All Consuming



I'm currently reading 4 books, listening to 0 albums, watching 0 movies, eating and drinking 0 food items, and consuming 0 other things.

10 entries have been written about this.

Pages: 1 2 4 5
0312204353

A story about "Soul of a Citizen: Living With Conviction in a Cynical Time" — 6 years ago

This is a wonderful tonic for the malaise of being overwhelmed with the things in the world that require change. He gives you encouragement to believe that you can, should, and will take action. Without, your soul begins to fade, and most people don’t like it when that happens to them.

0140147748

A story about "Collected Stories of Wallace Stegner (Contemporary American Fiction)" — 5 years ago

WORTH CONSUMING!

This has been on my bookshelf for about 10 years. I’ve been away from short-story fiction for a while and seeing this re-kindled my interest. And Stegner is such an artist, each story is like a small jewel.

0156711427

A story about "A Passage to India" — 5 years ago

This one had to grow on me, as I started out listening to it in a distracted state of mind, but it’s finally hooked me. The story itself is interesting – the interplay of people and cultures in British colonial India of the 1920’s – but the storytelling is masterful. In fact, this is one where listening to the book was hard, because the arrogant, snooty British attitude came across so strongly in the narrator that I almost gave up. Now I’m glad I didn’t.

0425172945

A story about "For the Love of Books: 115 Celebrated Writers on the Books They Love Most" — 5 years ago

We know books can affect us, so why not ask what books affected the writers of the books that affect us? And don’t just for any old “good” books they liked, but the ones that MOST affected them. It’s good to hear that such choices aren’t any easier for them than they might be for us, and the results are great reading.

0764549626

A story about "We Blog: Publishing Online with Weblogs" — 5 years ago

This is a great book for historical and technical background on the blogging world. It seems to be trying to straddle two worlds – the technie and non-techie bloggers – and I’m not sure it does too well there, but being in the techie camp I could understand the tech talk (and learn from it) and enjoy the non-techie angle. For me, it was a way of broadening my horizon of blogging beyond the software minds I had followed when just getting into blogs.

0316346624

A story about "The Tipping Point: How Little Things Can Make a Big Difference" — 5 years ago

This was the abridged book-on-tape version, and I wish I could have found the full length version. It seems a bit too pop science, and yet it carries a very interesting message that rings true. The whole weblog movement is probably a good case in point: personal websites aren’t anything that new, but once a couple of good tools arrived to lower the barrier to publishing, the floodgates were opened.

0671785214

A story about "Home Town" — 5 years ago

Classic Kidder, fly on the wall listening to everyone, and crafting a non-fiction piece like a novel. The range of people make for a fine mesh of characters that draws out an image of the town that’s surprisingly rich.

073820756x

A story about "The Weblog Handbook: Practical Advice on Creating and Maintaining Your Blog" — 5 years ago

I’ve just picked this up, and it looks like a nice companion to “We Blog”; that one is heavier on the practical advice of construction and machinery, while this one focuses on the why, what for, and how of writing within a community.

0375506160

A story about "Mountains Beyond Mountains: Healing the World: The Quest of Dr. Paul Farmer" — 5 years ago

I wish I had the time to immerse myself in this one, because the story draws me in whenever I start reading just a couple of pages. I need sleep, though, so I guess I’ll take it slowly.

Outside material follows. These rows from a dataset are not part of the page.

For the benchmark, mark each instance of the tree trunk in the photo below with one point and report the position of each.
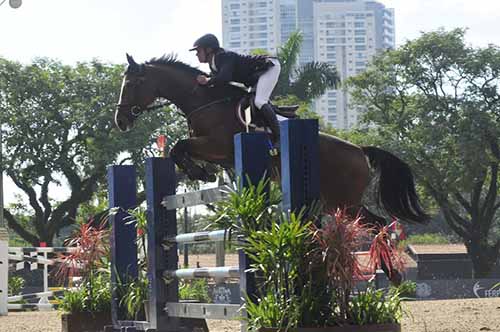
(483, 257)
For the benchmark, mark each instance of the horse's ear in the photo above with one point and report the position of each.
(133, 67)
(130, 60)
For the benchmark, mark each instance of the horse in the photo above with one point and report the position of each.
(213, 122)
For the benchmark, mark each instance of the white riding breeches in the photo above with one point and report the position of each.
(266, 83)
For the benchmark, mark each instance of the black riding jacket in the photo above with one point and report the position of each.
(231, 66)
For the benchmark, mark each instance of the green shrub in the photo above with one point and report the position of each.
(95, 298)
(375, 306)
(194, 290)
(136, 292)
(426, 238)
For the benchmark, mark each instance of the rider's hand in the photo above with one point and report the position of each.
(202, 79)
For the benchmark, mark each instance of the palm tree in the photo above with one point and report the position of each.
(306, 82)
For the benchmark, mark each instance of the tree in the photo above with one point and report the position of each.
(435, 101)
(58, 130)
(306, 82)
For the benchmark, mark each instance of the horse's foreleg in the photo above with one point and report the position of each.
(202, 148)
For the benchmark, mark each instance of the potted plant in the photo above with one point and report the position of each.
(88, 306)
(134, 293)
(308, 275)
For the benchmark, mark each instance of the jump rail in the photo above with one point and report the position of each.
(300, 186)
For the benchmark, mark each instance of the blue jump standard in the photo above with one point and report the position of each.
(300, 185)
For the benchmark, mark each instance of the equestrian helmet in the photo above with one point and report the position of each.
(206, 41)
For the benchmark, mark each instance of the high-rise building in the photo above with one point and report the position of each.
(344, 33)
(248, 25)
(347, 34)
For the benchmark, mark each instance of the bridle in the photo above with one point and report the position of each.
(136, 109)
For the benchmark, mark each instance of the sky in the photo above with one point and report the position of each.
(81, 30)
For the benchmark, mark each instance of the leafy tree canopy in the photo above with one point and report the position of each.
(58, 129)
(435, 101)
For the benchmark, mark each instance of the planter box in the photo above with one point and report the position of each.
(345, 328)
(85, 321)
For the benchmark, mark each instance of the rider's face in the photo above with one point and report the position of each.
(201, 53)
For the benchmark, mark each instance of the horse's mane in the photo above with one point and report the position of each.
(171, 60)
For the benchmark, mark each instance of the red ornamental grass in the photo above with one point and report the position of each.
(91, 247)
(383, 249)
(339, 240)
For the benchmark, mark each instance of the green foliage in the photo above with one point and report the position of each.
(251, 206)
(73, 301)
(94, 297)
(435, 101)
(427, 238)
(15, 284)
(306, 82)
(196, 289)
(374, 306)
(90, 259)
(304, 274)
(133, 299)
(58, 128)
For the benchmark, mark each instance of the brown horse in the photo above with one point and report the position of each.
(344, 170)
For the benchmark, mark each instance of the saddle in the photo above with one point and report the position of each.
(248, 114)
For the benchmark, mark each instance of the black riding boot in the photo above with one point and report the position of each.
(273, 123)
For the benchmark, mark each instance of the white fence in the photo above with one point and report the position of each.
(16, 258)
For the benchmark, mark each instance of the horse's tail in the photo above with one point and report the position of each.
(395, 191)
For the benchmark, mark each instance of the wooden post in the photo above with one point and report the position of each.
(122, 194)
(4, 270)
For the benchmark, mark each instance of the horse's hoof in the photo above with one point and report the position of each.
(273, 152)
(211, 178)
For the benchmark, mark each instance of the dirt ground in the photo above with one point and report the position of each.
(469, 315)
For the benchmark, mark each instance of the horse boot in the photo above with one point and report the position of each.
(273, 123)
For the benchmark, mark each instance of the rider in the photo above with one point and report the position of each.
(226, 66)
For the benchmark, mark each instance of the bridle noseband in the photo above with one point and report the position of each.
(135, 109)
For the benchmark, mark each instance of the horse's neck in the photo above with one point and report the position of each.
(176, 88)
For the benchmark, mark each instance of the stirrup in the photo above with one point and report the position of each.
(273, 150)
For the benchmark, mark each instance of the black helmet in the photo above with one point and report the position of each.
(206, 41)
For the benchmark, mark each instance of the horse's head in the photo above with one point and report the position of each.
(136, 94)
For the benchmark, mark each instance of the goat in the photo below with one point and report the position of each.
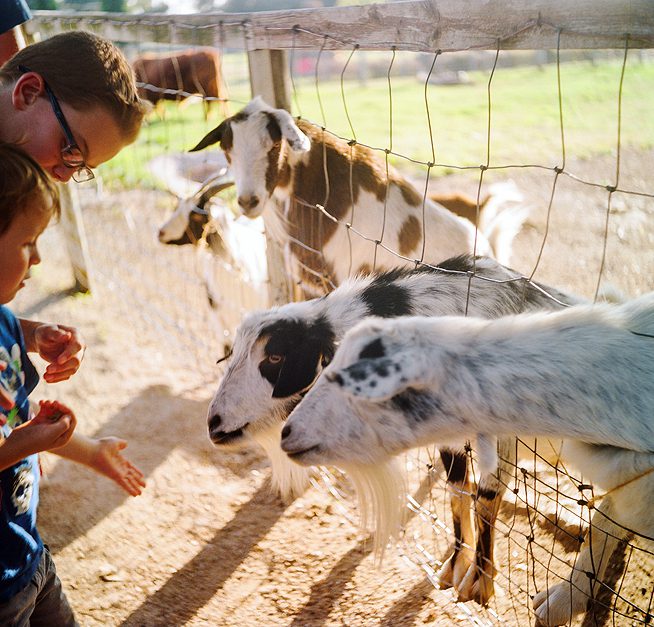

It’s a unique book for Kidder in that he allows himself to be part of the story rather than the omnipresent narrator. Paul Farmer challenges him in many ways and at many levels, and Kidder lets us in on his own reactions.

Beyond being a story about one man, it’s a story of how anyone can make a difference.

0449005615

A story about "Seabiscuit: An American Legend" — 5 years ago

This was a pulse accelerator. A marvelous telling of a story that had slipped somehow into obscurity. Listening to it on disc was perhaps a good way to keep me from racing ahead or reading it too fast.